Russian Longevity Secrets For Pain Free Movement, Maximum Mobility and Flexible Strength.
By Pavel Tsatsouline.
Reviewed by Frederick C. Hatfield II, MS, MFS
Any time you read Pavel’s articles are books, two things jump out at you: 1) While being unconventional in his thinking, he makes some good points; 2) He’s very entertaining and comes up with some hilarious one liners! I could take up this whole newsletter with his comical antidotes… All which make a point!
But let’s look at the first point I made… He is unconventional (Ahh… By Western thinking Comrade!) And does have some good points.
A main problem with routines listed by Pavel is they are time consuming, and don’t directly affect sport performance. This book details non-weight bearing movements meant to increase joint mobility.
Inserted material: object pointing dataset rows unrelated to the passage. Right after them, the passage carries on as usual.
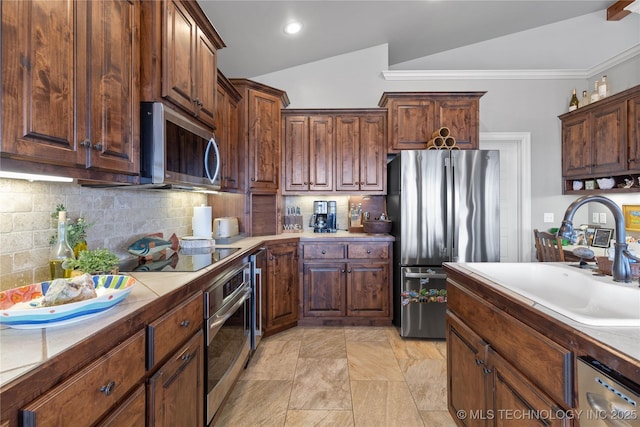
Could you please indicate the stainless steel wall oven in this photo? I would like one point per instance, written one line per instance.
(228, 323)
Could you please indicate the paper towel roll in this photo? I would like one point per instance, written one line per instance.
(201, 222)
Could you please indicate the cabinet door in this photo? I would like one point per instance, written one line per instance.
(324, 289)
(205, 95)
(282, 286)
(633, 126)
(295, 156)
(609, 138)
(264, 138)
(373, 157)
(576, 146)
(130, 413)
(516, 401)
(412, 123)
(347, 153)
(321, 153)
(179, 55)
(467, 383)
(109, 92)
(38, 82)
(368, 289)
(460, 116)
(176, 391)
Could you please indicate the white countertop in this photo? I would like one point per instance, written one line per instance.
(22, 350)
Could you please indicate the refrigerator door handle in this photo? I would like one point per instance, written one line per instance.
(425, 276)
(449, 227)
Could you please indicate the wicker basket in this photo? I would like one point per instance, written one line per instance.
(605, 264)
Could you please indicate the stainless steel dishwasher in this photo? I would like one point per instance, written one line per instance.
(605, 397)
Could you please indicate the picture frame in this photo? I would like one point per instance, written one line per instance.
(602, 237)
(631, 217)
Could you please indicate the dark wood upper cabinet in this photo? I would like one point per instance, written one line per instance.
(413, 117)
(179, 48)
(602, 140)
(70, 83)
(259, 118)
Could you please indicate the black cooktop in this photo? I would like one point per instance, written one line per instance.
(182, 261)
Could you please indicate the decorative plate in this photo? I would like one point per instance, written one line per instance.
(20, 307)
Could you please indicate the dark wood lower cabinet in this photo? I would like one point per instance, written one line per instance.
(281, 299)
(176, 391)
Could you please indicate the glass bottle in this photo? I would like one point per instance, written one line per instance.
(60, 250)
(573, 104)
(595, 95)
(603, 88)
(585, 99)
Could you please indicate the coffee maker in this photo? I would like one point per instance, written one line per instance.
(324, 215)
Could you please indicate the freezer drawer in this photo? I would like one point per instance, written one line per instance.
(423, 302)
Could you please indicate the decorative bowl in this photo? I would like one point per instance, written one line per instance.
(377, 226)
(21, 308)
(606, 183)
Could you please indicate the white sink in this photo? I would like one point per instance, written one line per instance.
(573, 292)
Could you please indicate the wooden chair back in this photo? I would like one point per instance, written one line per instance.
(548, 246)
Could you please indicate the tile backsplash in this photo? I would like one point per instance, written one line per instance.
(119, 218)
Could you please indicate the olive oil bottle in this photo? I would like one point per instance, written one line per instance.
(60, 250)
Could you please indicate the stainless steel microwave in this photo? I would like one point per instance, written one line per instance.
(176, 152)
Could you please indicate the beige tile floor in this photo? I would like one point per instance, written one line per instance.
(341, 376)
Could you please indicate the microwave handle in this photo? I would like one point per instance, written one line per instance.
(212, 142)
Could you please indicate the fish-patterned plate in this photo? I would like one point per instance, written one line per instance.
(20, 307)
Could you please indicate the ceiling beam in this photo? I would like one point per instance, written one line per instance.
(616, 11)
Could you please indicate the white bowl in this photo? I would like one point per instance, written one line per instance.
(606, 183)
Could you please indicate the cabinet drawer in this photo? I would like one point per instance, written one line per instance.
(89, 394)
(368, 250)
(173, 329)
(546, 363)
(324, 251)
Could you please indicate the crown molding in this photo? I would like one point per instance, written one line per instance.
(550, 74)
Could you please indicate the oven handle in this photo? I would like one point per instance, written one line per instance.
(217, 320)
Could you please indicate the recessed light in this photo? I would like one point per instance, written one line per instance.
(293, 27)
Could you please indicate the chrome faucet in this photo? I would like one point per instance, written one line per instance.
(620, 270)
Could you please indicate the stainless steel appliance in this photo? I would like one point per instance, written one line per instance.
(227, 306)
(258, 269)
(606, 398)
(324, 218)
(444, 205)
(175, 151)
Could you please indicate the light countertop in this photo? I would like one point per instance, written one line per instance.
(22, 350)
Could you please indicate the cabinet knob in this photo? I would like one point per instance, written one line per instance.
(107, 389)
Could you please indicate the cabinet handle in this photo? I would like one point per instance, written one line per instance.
(107, 389)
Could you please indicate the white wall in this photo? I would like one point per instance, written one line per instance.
(355, 80)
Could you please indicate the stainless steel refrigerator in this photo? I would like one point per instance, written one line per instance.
(445, 207)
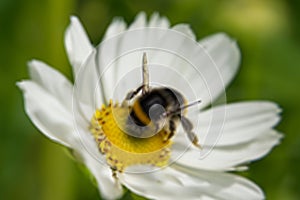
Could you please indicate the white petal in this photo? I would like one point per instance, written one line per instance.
(223, 185)
(87, 88)
(227, 157)
(109, 187)
(158, 22)
(237, 122)
(139, 21)
(52, 81)
(47, 113)
(77, 44)
(183, 183)
(185, 29)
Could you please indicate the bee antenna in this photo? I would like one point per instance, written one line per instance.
(145, 88)
(173, 112)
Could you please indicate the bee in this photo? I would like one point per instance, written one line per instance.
(157, 108)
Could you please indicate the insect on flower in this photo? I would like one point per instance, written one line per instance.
(138, 143)
(157, 108)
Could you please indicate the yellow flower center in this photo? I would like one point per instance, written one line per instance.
(121, 149)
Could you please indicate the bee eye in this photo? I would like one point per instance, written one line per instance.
(156, 112)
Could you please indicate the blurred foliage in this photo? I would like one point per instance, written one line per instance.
(266, 30)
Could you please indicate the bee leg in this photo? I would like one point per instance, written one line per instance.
(188, 127)
(172, 128)
(133, 93)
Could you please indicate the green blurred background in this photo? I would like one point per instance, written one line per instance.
(267, 31)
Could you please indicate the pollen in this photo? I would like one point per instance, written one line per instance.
(120, 148)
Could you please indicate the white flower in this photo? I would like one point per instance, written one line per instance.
(231, 135)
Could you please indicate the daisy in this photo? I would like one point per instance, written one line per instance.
(87, 118)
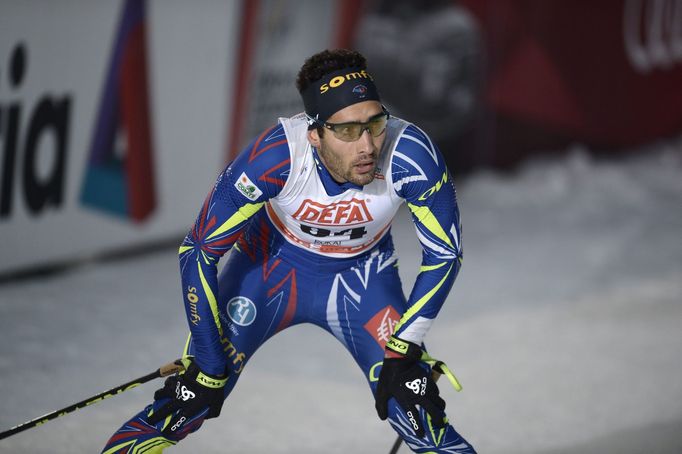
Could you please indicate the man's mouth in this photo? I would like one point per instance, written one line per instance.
(365, 167)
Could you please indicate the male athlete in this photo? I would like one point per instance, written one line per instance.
(306, 210)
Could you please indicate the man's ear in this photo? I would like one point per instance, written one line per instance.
(314, 138)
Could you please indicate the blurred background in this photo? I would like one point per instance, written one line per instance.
(561, 121)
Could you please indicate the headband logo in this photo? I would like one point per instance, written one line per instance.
(339, 80)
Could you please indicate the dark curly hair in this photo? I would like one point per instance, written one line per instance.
(326, 62)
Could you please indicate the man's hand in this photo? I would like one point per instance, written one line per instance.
(191, 393)
(407, 380)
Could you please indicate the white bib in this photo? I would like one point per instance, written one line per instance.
(343, 225)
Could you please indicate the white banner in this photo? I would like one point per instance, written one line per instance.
(86, 163)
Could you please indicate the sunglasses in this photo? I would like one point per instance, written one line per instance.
(353, 130)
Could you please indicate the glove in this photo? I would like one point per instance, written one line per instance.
(406, 380)
(190, 394)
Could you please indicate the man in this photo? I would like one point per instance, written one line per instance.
(306, 210)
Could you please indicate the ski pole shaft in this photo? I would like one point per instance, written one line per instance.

As a main means of exercise, there are better approaches. However, some of the concepts can be integrated into an overall plan (that goes for all methods of training!). You probably aren’t going to implement the entire workouts Pavel suggests, but the overall concept can be useful in many situations. Two that come to mind are those with poor joint mobility due to aging or injury, and as active recovery between workouts and between training cycles.
Pavel and I differ slightly on the concept of flexibility and range of motion. The ISSA definition of proper flexibility and range of motion is “having enough range of motion to meet everyday demands, with enough reserve to compensate for emergency situations.” Now, if you are standing on solid ground and an earthquake splits the ground between your feet and forces you into an American split, Pavel has a point. Range of motion is subject to individual differences. Hockey goalies, First Basemen and gymnasts have different needs than “Mrs. Jones”.
In short, using the full routines Pavel suggests isn’t necessary for many athletes and lifters. There are however, some things everyone – athlete or not – can take from this book.